# Reverse a singly linked list

May 26, 2014 | Comments

I came across this interesting programming question today and decided to give it a go. Given a singly linked list, with reference to the head node, reverse the linked list so the head node becomes the last node and vice versa.

This is my iterative solution:

``````public Node reverse(Node head) {
if (head == null || head.next == null) { // Linked list is empty or only has 1 node
return;
}
Node current = new Node();
Node next = new Node();
Node prev = null;

current = head; // current node starts at the first node, which is referenced by head. keep in mind that head acts like a pointer here instead of a real node
while(current != null) { //run loop as long as current node is not the last node
next = current.next; // stores a reference of the next node so we can manipulate current.next reference
current.next = prev; // point the current.next to the new reference position -which is in reverse order
prev = current; // prev has done its job of referencing the previous node, it now moves on to reference the subsequent node
current = next; // current has referenced in the new order, move current pointer to the next node - which is referenced by next pointer.
}
head = prev; // the last node is now the new first node in the linked list, so we reference head to prev, which points to the node itself
}
``````

Now let’s try the recursive solution:

### Identify base case

The base case occurs when we reach the last node of the linked list. We identify this case by verifying that current.next is NULL.

### Base case operation

In the base case, we need to set the head pointer to the very last node, which will in turn become the first node in the result.

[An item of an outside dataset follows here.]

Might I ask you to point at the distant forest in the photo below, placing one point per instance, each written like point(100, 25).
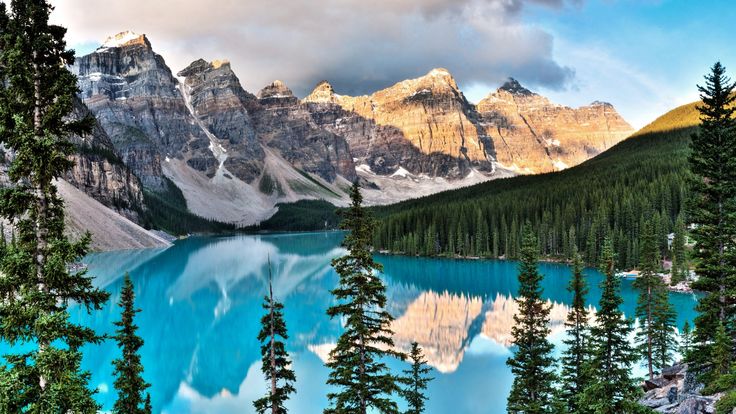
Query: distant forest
point(642, 178)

Here’s my recursive answer:

``````public Node reverse(Node current) {
if (current == null) { //check for empty list
return;
}

if (current.next == null) { // at tail node, this is recursive base case
head = current; // set head to point to the last node in original list
return;
}

reverse(current.next);
current.next.next = current; // set the subsequent node as the current node
current.next = null; // set the previous node to null. which eventually means the older next pointer is used and null
}
``````

This little devil took me quite awhile to figure out as it’s very confusing between the reference pointers and the current nodes in question. But in practicality, i just can’t imagine a scenario where i’ll need to reverse a singly linked list. Can you? Whatever, this also proves that as a norm, we should just use a double linked list in the rare case we need to do a reversal like this. Time complexity of both of the solutions are O(n).

Edit: On a side note, we can also do a shallow copy of the linked list to an array-like data structure, use a reverse() function and push into a fresh linked list. Horrible on the space complexity, but alot easier to understand.